Really, though, only a Captain Obvious would take a bow for picking unbeaten Kentucky to make it out of the Midwest Region. Two of my other picks were fellow No. 1 seeds Wisconsin (West) and Duke (South), which didn’t take a whole lot of imagination. And then there’s the whole Michigan State thing.
Can I just say I’m blown away by the Spartans?
I had them going out in the Round of 32 against Virginia, a matchup I felt was nearly hopeless for Izzo’s team. The Cavaliers appeared to me to be quicker, tougher, more talented and more disciplined, but it was MSU that was all of those things in a victory that seemed to give the Spartans old-fashioned Izzo mojo for the first time all season.
Still, I thought Louisville would beat the Spartans in the Elite 8 on the strength of the Cardinals’ athleticism.

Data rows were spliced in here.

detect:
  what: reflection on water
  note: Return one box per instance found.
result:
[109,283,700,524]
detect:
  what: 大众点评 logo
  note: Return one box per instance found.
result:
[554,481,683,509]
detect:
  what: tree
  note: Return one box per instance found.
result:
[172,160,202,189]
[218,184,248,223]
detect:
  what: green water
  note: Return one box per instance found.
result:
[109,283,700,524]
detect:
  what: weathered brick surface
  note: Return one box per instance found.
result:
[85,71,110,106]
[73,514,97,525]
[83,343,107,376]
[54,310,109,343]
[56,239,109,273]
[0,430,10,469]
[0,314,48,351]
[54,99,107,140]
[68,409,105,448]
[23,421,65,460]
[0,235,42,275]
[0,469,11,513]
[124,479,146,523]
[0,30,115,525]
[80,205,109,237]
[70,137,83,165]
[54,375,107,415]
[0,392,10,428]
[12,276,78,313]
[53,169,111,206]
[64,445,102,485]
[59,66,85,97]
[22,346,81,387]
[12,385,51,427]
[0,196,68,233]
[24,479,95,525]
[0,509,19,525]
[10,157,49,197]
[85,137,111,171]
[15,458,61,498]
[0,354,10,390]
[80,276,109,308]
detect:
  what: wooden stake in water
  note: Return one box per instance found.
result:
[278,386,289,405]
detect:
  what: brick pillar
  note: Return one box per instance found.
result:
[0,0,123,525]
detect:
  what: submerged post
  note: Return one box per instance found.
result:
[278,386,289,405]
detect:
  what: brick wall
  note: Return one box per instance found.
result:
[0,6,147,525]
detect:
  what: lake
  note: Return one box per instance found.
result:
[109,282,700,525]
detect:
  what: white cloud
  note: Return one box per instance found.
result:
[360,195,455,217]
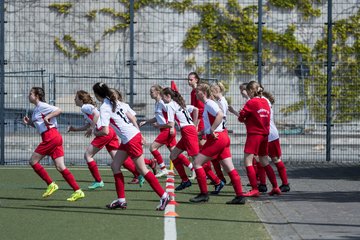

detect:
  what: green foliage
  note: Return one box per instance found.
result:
[54,35,92,59]
[49,2,73,15]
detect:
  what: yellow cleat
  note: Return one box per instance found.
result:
[66,189,85,202]
[43,182,59,198]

But it was MSU playing higher above the rim and making all the acrobatic plays in the second half and in overtime of its thrilling victory.
Guess what? I’m picking Duke to handle MSU in the Final Four in Indianapolis. I was there early this season when the Blue Devils handled the Spartans in Indy, and it just doesn’t seem like a good matchup for Izzo’s crew. Will I ever learn?
Recently I answered a reader’s question about the best coaches in the country; I said John Calipari, Mike Krzyzewski and Bo Ryan were a cut above all the rest. But why would I omit Izzo, who has been to seven Final Fours in the last 17 years? And think about it: Ryan has Frank Kaminsky and Sam Dekker. Krzyzewski has Jahlil Okafor, Tyus Jones and Justise Winslow. Kentucky has Kart-Anthony Towns and fellow blue-chips galore.
Izzo? He has no one the NBA is salivating over. He has veteran guys whom he has developed into competitive monsters. It’s beyond impressive. It’s brilliance.
For a while leading into Selection Sunday, Wisconsin was widely projected as the No. 2 seed in the Midwest, with Kentucky as the No. 1. Had that scenario developed, the Badgers potentially would’ve had to face the Wildcats in the Elite 8 — with only a couple days, rather than a full week, to prepare. Ryan made no secret that he thought it would be a disadvantage to his team, and he was compelling in saying so.
But guess what? The feeling was mutual; Kentucky didn’t want to have to face the Badgers in a quick turnaround, either. Calipari believes Saturday’s nail-biter over Notre Dame was so close in large part because the Irish offense is complex and precise — much like Wisconsin’s.
“I’m glad we’ve got a week to prepare for them,” said seven-footer Willie Cauley-Stein, UK’s top defender. “Great team. The way they play together is the best in the country. I’m glad we don’t have one day to prepare for them. One day to prepare for a team like Notre Dame, that’s why we couldn’t stop them.”